Speakers: Matthieu Boyd and Sarah Jane Murray

Details

Event Description

The anonymous fourteenth-century Ovide moralisé (“Moralized Ovid”) is a translation into French of Ovid’s Metamorphoses and much of the accumulated mythographical commentary in Latin. It gathers many sources and adds to them, forming a massive and coherent, if not seamless, whole that invites comparison with Dante’s masterwork in various ways: its scope (the OM is actually five time longer), its use of the vernacular, its creative relationship to the Classics (the OM is guided by Ovid as Dante is by Virgil), and its Christian mission. Beyond that, without necessarily claiming that the OM matches Dante in poetic elegance, the comparison provokes us to reassess the OM’s place in French and medieval literary history, which has not been properly appreciated since the text could not be read by almost any modern audiences – until now. This presentation is associated with the first-ever modern translation of the Ovide moralisé (Boydell & Brewer, 2023), the result of a collaboration that had its genesis at Princeton.
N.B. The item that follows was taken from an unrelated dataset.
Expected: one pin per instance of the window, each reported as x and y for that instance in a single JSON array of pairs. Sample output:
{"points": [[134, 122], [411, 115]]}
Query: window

We include discussion of the manuscripts, some of which have now been fully digitized and permit extended study of text-image relations, and the OM’s strategies of translation and interpretation.

Speakers

Matthieu Boyd (’03), Professor of Literature and Chair of the School of the Humanities, Fairleigh Dickinson University
Sarah-Jane Murray (*03), Associate Professor of Great Texts & Creative Writing, Honors College, Baylor University

Sponsors

This event is sponsored by the Department of French & Italian and the Program in Medieval Studies.